コインパーキングを踏み倒す

 友人のAさんと一緒に、彼女のだんな様(B氏)が出演するライブを聴きに行った。二人は、ライブが終わったその足でクルマで羽田に乗り付け、最終便でタイに飛んで、翌朝タイ人の友人の結婚式に参列するという。かなりの強行軍である。
 「アンコールがさくっと終わればいいね」
 久しぶりのライブの音を楽しみながらも、時間が気になって途中で腕時計を外してしまった。が、そんな心配をするまでもなく、アンコールの2曲目が大喝采の中フェイドアウトすると、かっきり9時半。
 余韻に酔いしれる彼女と私の横で、B氏はそそくさと楽器を片付けて荷造りすると、車を取りに近くのパーキングに走って行った。

 なかなか戻ってこないな、と思っていると、ライブハウスの電話が鳴る。B氏からだった。パーキングから車が出せないから、2人で来てほしい、という。
 クルマが出せない? 2人で来てって、どういうこと? 
 アタマに「?マーク」をいくつも浮かべながら現場に向かうと、精算機の電源が根こそぎ落ちていて、うんともすんとも言わない。
 「管理会社に電話したんですか?」
 「何度電話しても誰も出ないんだよ! あ~っ、これじゃあ飛行機乗れないよぉ!」
 B氏が声を荒げるのは、めちゃめちゃ珍しいことだ。実は、私にとってB氏は、「こういう人と結婚したらシアワセになれるだろうな」リストのトップ3に入る憧れの男性である。物知りで器用で、最安値の家電選びから家具の組み立て、生活上の難題解決はもちろん、不測の事態にも慌てず騒がず、冷静に迅速に対応できる、頼り甲斐満点のタイプなのだ。
 その彼が、アセっている。ヤバい。
 「えーっ、車出せなかったらどうなるの!?」
 有事はB氏に頼り切りのAさんが、さらに慌てる。私は念のため、看板に書かれた管理会社の電話番号にかけてみる。じーっ、じーっ、じーっ。出ろー、このー。

 B氏は、管理会社より自力本願である。
 「だから、この板、2人で踏んだら動くかもしれないから!」
 えっ。そんな。機械でしか動かないんじゃ…。とはいえ、B氏に従ってみるしかない。Aさんが運転席に座り、B氏と私がロック板に乗っかる。

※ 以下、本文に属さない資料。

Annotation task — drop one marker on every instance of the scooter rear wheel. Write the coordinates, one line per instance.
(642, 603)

電話の呼び出し音が途切れる。
 「はい、〇〇管理会社です」
 出た! かくかくしかじか、状況を説明する。
 「これから羽田に行かなきゃいけないんです! 飛行機乗り遅れるわけにいかないんです!」
 B氏が乗り移ったように私が叫ぶ。
 「それなら、板に乗ってください。ちょっと動くでしょう。それで乗り越えちゃってください」
 えっ。そんな。やっぱりB氏の解決策が正しいのか。だったら電話した意味ないじゃん。
 「踏めって、言ってます!」
 「よし! せーのっ」
 うんしょっ、と二人で踏むと、数㎝ロック板が沈む。
 「ゆっくり進むんだ! もっとゆっくり!」
 B氏がAさんに指示を出す。じわっ、じわっ。後輪が板に乗り上げかかった途端、かくっと板の抵抗が消え、べたりと沈み、すいーっと車、脱出成功。
 「やった~! 出ました! ところでこれ、とーぉぜん、駐車料金はタダですよね!」
 思わず強気の発言。
 「あ、はい、結構です」

 かくして、車をライブハウス前につけ、キーボードその他をちゃっちゃか積み込み、二人は羽田へと走り去ったのだった。
 テールランプに手を振りながら、私は思った。
 コインパーキングって、ああすれば(文字通り)踏み倒せるじゃん…。

 ググってみたら、「コインパーキングの不正出庫で罰金10万円」みたいな書き込みがぞろぞろ出てきた。…そうだよね。監視カメラで全部撮られてるもんね。後から追跡されるに決まってるよね。
 であれば、あのとき電話で強気の“料金交渉”をして、ちゃんと「タダ」の言質をとった意味は、あったわけだ。いや、でも、あんな緊急事態、悪いのは管理会社のほうだ。料金払いたくたって、機械が動いてなかったんだし。ぶつぶつ。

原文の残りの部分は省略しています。